Desde el arranque hasta el asfalto, la calle estalla

La semana pasada los paros paralizaron Manila. Piston, el sindicato de motoristas, llamó ‘inútil’ a Marcos. La respuesta del palacio fue repartir sobres con mil pesos en efectivo —14 dólares— y prometer crudo ruso que aún huele a papel mojado. La escena se repite: un SUV arranca sin pagar 5 500 pesos de gasolina; el empleado de la bomba paga la diferencia de su bolsillo. La policía revisará cámaras, pero los conductores ya han cerrado filas: ‘Nosotros somos la cámara’, dicen.

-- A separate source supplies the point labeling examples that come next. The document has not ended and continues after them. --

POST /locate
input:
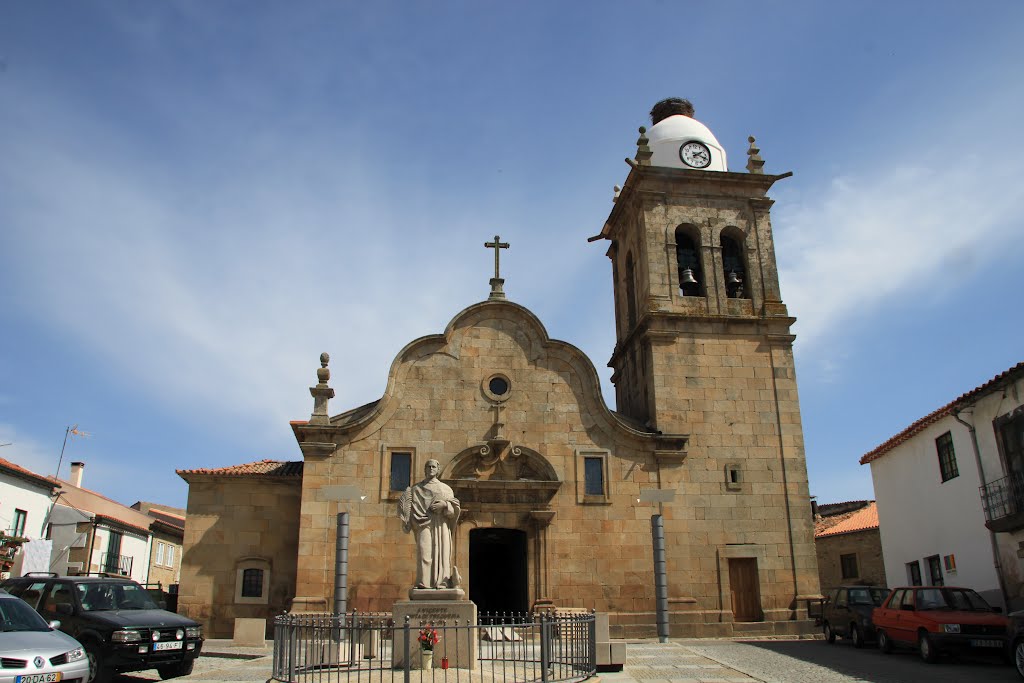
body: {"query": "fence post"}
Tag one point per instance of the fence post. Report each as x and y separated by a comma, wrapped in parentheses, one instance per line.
(545, 646)
(409, 635)
(293, 647)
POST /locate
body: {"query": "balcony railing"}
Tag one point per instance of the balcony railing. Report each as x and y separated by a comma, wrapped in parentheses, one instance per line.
(1004, 502)
(113, 563)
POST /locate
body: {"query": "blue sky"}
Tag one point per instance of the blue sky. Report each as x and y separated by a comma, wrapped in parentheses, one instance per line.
(197, 199)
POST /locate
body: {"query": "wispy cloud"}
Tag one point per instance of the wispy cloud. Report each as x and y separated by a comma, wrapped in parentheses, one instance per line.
(897, 237)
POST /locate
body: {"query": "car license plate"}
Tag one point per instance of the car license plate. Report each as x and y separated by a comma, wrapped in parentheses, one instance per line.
(976, 642)
(38, 678)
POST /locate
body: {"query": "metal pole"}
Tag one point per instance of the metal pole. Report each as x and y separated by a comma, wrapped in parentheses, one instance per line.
(341, 566)
(409, 664)
(660, 578)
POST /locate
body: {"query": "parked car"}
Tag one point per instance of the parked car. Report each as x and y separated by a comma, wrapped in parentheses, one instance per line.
(118, 624)
(937, 619)
(1017, 640)
(847, 612)
(34, 651)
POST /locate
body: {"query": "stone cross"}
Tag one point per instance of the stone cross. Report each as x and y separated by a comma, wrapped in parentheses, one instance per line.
(497, 245)
(497, 282)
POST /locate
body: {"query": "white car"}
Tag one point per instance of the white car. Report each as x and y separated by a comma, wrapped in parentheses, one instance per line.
(34, 651)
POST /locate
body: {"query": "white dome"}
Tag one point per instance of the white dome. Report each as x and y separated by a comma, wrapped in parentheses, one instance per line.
(668, 137)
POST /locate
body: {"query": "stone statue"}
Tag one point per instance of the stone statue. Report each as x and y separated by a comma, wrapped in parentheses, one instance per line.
(430, 510)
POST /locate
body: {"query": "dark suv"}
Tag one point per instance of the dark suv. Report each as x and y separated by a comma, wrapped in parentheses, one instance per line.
(117, 622)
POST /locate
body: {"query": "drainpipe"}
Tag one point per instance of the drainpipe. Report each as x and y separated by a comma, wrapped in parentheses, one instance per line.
(92, 542)
(991, 535)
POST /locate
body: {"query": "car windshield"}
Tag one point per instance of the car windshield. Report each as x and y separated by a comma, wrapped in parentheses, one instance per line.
(967, 600)
(17, 615)
(951, 598)
(867, 596)
(98, 597)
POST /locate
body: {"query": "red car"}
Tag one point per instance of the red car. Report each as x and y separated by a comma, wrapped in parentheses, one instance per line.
(937, 619)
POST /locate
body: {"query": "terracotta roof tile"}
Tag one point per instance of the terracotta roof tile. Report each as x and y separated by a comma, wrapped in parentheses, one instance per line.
(17, 469)
(281, 468)
(858, 520)
(935, 416)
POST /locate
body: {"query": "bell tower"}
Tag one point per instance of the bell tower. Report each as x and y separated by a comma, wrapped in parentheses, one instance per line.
(701, 331)
(704, 347)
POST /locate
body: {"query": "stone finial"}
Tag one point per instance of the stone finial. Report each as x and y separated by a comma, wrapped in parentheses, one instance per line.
(322, 393)
(643, 148)
(755, 164)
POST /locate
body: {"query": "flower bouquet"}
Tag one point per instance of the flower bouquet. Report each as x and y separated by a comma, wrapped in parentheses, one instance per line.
(428, 638)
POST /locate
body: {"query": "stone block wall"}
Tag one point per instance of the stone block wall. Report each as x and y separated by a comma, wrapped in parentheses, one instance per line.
(230, 519)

En el cruce de Maginhawa, donde los triciclos duermen amarrados con cuerdas de nylon, han resucitado los community pantries: arroz, huevos, fideos, latas. La gente deja garrafones de agua y se lleva una lata de sardinas. Jayson Naga agarra su sobre y sonríe por primera vez en la semana: ‘Con esto al menos mis hijos desayunan mañana’. Más de veinte barrios han copiado la fórmula. No es caridad; es supervivencia compartida.

El presidente asegura que hay reservas hasta junio. Mientras tanto, el petróleo sigue subiendo y la calle ya no pide rebaja: pide justicia. La frase que se grita en los semáforos resume el cálculo imposible: ‘Si el tanque se llena, el plato se vacía’. Y en Manila, el plato ya bate contra el fondo.